Come December 10, protesters in the discombobulated Caucasus region of South Ossetia plan to inaugurate their leader, Alla Jioyeva, as the territory's new de facto president with or without the consent of the current de facto president, longtime strongman Eduard Kokoity.
Russia’s efforts to defuse South Ossetia's political crisis -- now a week-old -- appear to be not heading toward breakthrough.
The protesters insist they already have a president so both Kokoity and the pick for his successor, de facto Emergency Situations Minister Anatoliy Bibolev, as well as their backers in the Kremlin, need to get used to it.
Despite any disillusionment with Moscow, though, Jioyeva’s supporters still hope that the Kremlin will help the tiny region step back from civil unrest. To prove that the protests are not anti-Moscow, the Jioyeva camp called on demonstrators to back Russia's ruling United Russia party in its December 4 parliamentary elections. (Most South Ossetians hold Russian passports.)
Still, the demonstrators are trying to put their eggs in other baskets, too. On December 4, they also asked that the United Nations and European Parliament help avert a political crisis in South Ossetia that may destabilize the wider region.

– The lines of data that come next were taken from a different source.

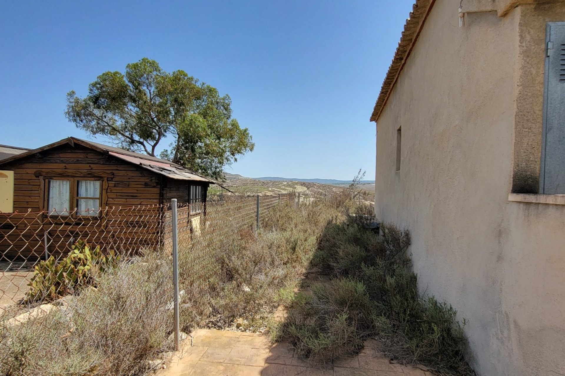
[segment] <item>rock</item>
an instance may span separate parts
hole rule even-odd
[[[11,326],[19,325],[27,322],[30,320],[38,319],[46,316],[56,307],[53,304],[41,304],[38,307],[30,309],[21,315],[19,315],[8,320],[8,325]]]
[[[147,366],[149,369],[157,370],[160,368],[162,368],[164,365],[164,362],[162,360],[148,360],[147,361]]]

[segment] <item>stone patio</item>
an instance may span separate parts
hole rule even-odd
[[[418,368],[390,363],[378,356],[376,343],[368,341],[361,353],[320,368],[295,356],[288,343],[271,347],[260,334],[199,329],[185,340],[181,351],[161,370],[159,376],[432,376]]]

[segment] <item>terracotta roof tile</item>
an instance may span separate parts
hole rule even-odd
[[[377,103],[375,104],[373,113],[371,115],[371,121],[376,121],[380,116],[390,91],[396,83],[398,75],[410,54],[412,47],[416,42],[420,30],[435,0],[416,0],[412,6],[410,18],[406,20],[406,23],[404,25],[404,30],[402,32],[400,42],[398,42],[398,47],[394,54],[394,57],[392,60],[392,63],[389,68],[384,82],[381,87],[381,92],[377,99]]]

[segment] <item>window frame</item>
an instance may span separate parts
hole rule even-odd
[[[400,171],[402,157],[402,127],[396,130],[396,172]]]
[[[195,191],[199,190],[200,196],[199,197],[195,197],[193,198],[193,188],[195,189]],[[201,184],[189,184],[188,189],[188,205],[190,208],[189,213],[190,215],[192,214],[200,214],[204,211],[204,205],[203,204],[203,197],[202,195],[203,187]],[[196,192],[195,192],[195,193]],[[199,203],[199,205],[197,205]],[[194,209],[193,208],[198,207],[197,209]]]
[[[542,130],[541,130],[541,156],[540,163],[540,182],[538,191],[538,194],[559,194],[559,193],[547,193],[546,192],[545,187],[545,174],[546,174],[546,157],[547,153],[547,117],[549,116],[549,95],[550,76],[551,73],[550,56],[548,52],[549,43],[551,41],[551,27],[558,26],[565,26],[565,21],[560,21],[557,22],[548,22],[545,26],[545,48],[546,54],[544,59],[544,104],[542,110]],[[554,50],[557,53],[557,43],[554,43],[551,50]]]
[[[45,198],[44,200],[44,205],[45,205],[45,211],[47,212],[47,216],[50,217],[56,217],[56,216],[64,216],[67,218],[99,218],[102,215],[102,208],[103,206],[104,203],[103,202],[103,191],[104,191],[104,181],[105,179],[102,178],[90,178],[90,177],[75,177],[75,176],[46,176],[45,178],[46,180],[46,184],[45,184],[45,194],[44,195]],[[68,213],[67,215],[64,215],[63,214],[50,214],[49,213],[51,210],[51,208],[49,207],[49,181],[50,180],[66,180],[69,182],[70,187],[69,188],[69,203],[70,207],[67,208],[67,213]],[[83,182],[100,182],[100,194],[98,198],[96,197],[86,197],[83,196],[79,196],[79,181]],[[98,210],[98,214],[95,215],[79,215],[78,214],[79,210],[79,200],[98,200],[99,202],[99,209],[101,209]],[[76,209],[76,210],[75,210]]]

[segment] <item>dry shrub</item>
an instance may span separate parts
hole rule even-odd
[[[98,289],[66,297],[46,316],[0,326],[0,373],[132,375],[170,350],[172,268],[153,254],[121,263]]]
[[[474,374],[464,321],[449,304],[418,294],[406,253],[408,232],[385,224],[378,236],[355,216],[347,219],[328,224],[312,259],[331,282],[297,295],[289,319],[276,329],[277,339],[287,336],[306,359],[327,362],[356,353],[364,340],[376,338],[404,363],[446,375]]]

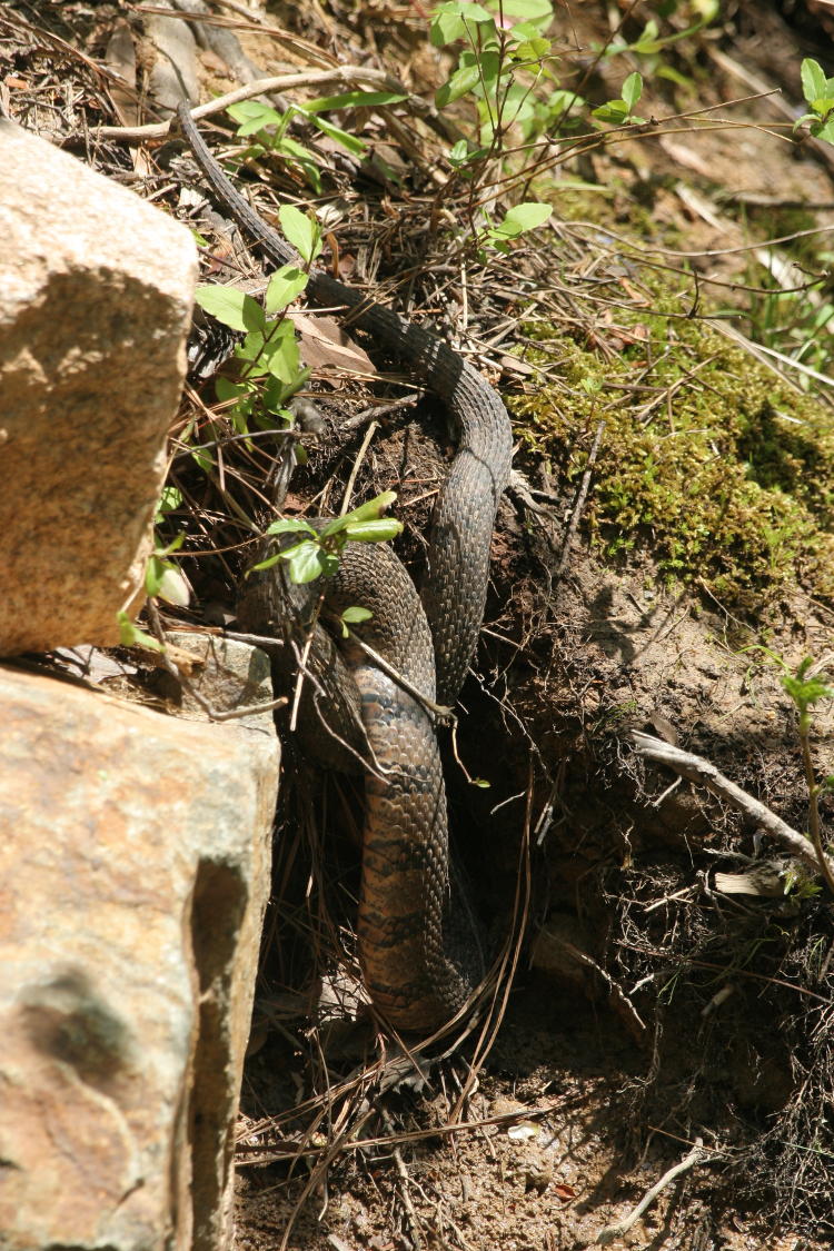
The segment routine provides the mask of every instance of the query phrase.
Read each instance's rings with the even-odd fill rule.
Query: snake
[[[270,263],[301,266],[295,249],[226,178],[185,101],[176,118],[198,166],[241,230]],[[306,295],[339,309],[413,370],[443,402],[458,435],[433,512],[420,593],[386,544],[348,543],[326,579],[325,612],[338,617],[360,604],[371,617],[351,627],[354,639],[340,643],[315,624],[301,706],[301,723],[325,764],[364,762],[358,940],[365,990],[394,1028],[431,1031],[466,1006],[483,955],[465,937],[473,922],[450,869],[443,767],[428,707],[454,706],[478,646],[493,529],[509,483],[510,419],[495,389],[445,339],[321,268],[309,269]],[[299,631],[314,628],[311,603],[309,592],[289,583],[280,562],[243,595],[239,619],[250,629],[298,639]],[[315,729],[321,721],[324,746]]]

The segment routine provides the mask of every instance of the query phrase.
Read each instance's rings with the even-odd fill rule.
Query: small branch
[[[594,435],[594,444],[588,454],[588,463],[585,464],[585,472],[583,473],[581,483],[579,484],[576,504],[574,505],[574,510],[570,514],[570,522],[568,524],[568,530],[565,533],[565,542],[561,548],[561,558],[559,560],[559,565],[554,575],[555,582],[558,582],[561,578],[568,565],[568,558],[570,555],[570,548],[574,542],[574,535],[576,534],[576,530],[579,528],[579,520],[581,518],[581,514],[585,510],[585,500],[588,499],[588,492],[590,489],[590,478],[591,473],[594,472],[594,463],[599,454],[600,443],[603,442],[604,430],[605,430],[605,419],[603,418],[603,420],[596,427],[596,434]]]
[[[350,497],[353,495],[354,487],[356,485],[356,474],[359,473],[359,467],[365,459],[365,453],[368,452],[370,440],[374,438],[374,434],[376,433],[378,429],[379,429],[379,422],[371,420],[368,425],[368,429],[365,430],[365,437],[361,440],[361,447],[356,453],[356,459],[354,460],[354,467],[350,470],[350,478],[348,479],[348,485],[345,487],[345,494],[344,499],[341,500],[339,517],[344,517],[348,509],[350,508]]]
[[[763,829],[766,829],[793,856],[796,856],[811,868],[819,872],[823,871],[810,839],[789,826],[781,817],[778,817],[766,804],[759,799],[754,799],[751,794],[738,787],[735,782],[725,778],[709,761],[705,761],[701,756],[694,756],[691,752],[684,752],[679,747],[673,747],[671,743],[665,743],[661,738],[644,734],[641,731],[635,731],[631,738],[639,756],[649,761],[656,761],[658,764],[666,764],[675,773],[689,778],[690,782],[705,786],[713,794],[725,799],[738,812],[745,813],[751,821],[761,826]],[[825,874],[826,878],[829,874],[834,874],[834,862],[829,856],[823,853],[821,863],[825,864],[828,871]]]
[[[799,717],[799,741],[803,749],[803,768],[805,771],[805,784],[808,786],[808,832],[816,852],[816,867],[825,878],[825,884],[834,896],[834,873],[831,863],[823,847],[823,831],[819,821],[819,783],[814,772],[814,762],[810,754],[810,738],[808,736],[806,713]]]
[[[438,726],[456,724],[458,718],[455,717],[454,711],[451,708],[449,708],[446,704],[435,703],[434,699],[429,699],[426,696],[424,696],[420,691],[418,691],[418,688],[411,682],[409,682],[408,678],[404,678],[403,674],[399,673],[393,664],[389,664],[389,662],[385,659],[384,656],[380,656],[379,652],[375,652],[373,647],[369,647],[368,643],[364,643],[360,639],[359,634],[354,634],[354,632],[351,631],[350,641],[351,643],[356,643],[359,649],[368,657],[368,659],[373,661],[374,664],[383,671],[383,673],[388,674],[391,682],[395,682],[401,691],[405,691],[406,694],[411,696],[411,699],[416,701],[416,703],[419,703],[423,708],[425,708],[425,711],[430,714],[431,719]],[[460,761],[458,763],[460,763]]]
[[[629,1212],[625,1220],[618,1221],[615,1225],[606,1225],[604,1230],[599,1231],[596,1235],[596,1245],[606,1247],[615,1238],[620,1238],[624,1233],[628,1233],[631,1226],[640,1220],[646,1207],[655,1201],[660,1191],[665,1190],[666,1186],[675,1180],[675,1177],[679,1177],[681,1173],[694,1167],[694,1165],[703,1160],[705,1155],[706,1152],[704,1151],[703,1140],[695,1138],[695,1146],[691,1148],[689,1155],[684,1156],[680,1163],[676,1163],[669,1170],[669,1172],[665,1172],[660,1181],[654,1183],[651,1190],[646,1190],[638,1206]]]
[[[390,75],[380,70],[363,68],[361,65],[336,65],[331,70],[306,70],[301,74],[279,74],[275,78],[255,79],[245,86],[218,95],[208,104],[200,104],[191,109],[191,116],[196,121],[199,118],[208,118],[215,113],[223,113],[230,104],[239,104],[241,100],[251,100],[256,95],[269,95],[275,91],[291,91],[301,86],[375,86],[376,90],[399,90],[408,95],[405,88],[391,79]],[[96,135],[103,139],[165,139],[170,130],[170,121],[149,123],[145,126],[98,126]]]
[[[176,666],[168,652],[165,651],[165,631],[159,619],[159,612],[156,604],[153,599],[146,602],[148,620],[154,637],[163,644],[163,651],[159,653],[163,668],[170,673],[170,676],[179,682],[183,691],[191,696],[195,704],[206,714],[210,721],[240,721],[241,717],[255,717],[261,712],[274,712],[275,708],[283,708],[288,702],[286,696],[280,696],[278,699],[269,699],[261,704],[248,704],[245,708],[215,708],[205,696],[200,694],[193,682],[190,682],[185,674],[181,672],[179,666]]]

But, aside from Nicaragua, Venezuela, Nauru and Tuvalu, the international community tends to agree with Tbilisi's view that South Ossetia is Georgian territory -- a view certainly not shared by any of the political combatants in the current drama. That means, for now, the field is still open to Moscow.
Giorgi Lomsadze is a journalist based in Tbilisi, and author of Tamada Tales.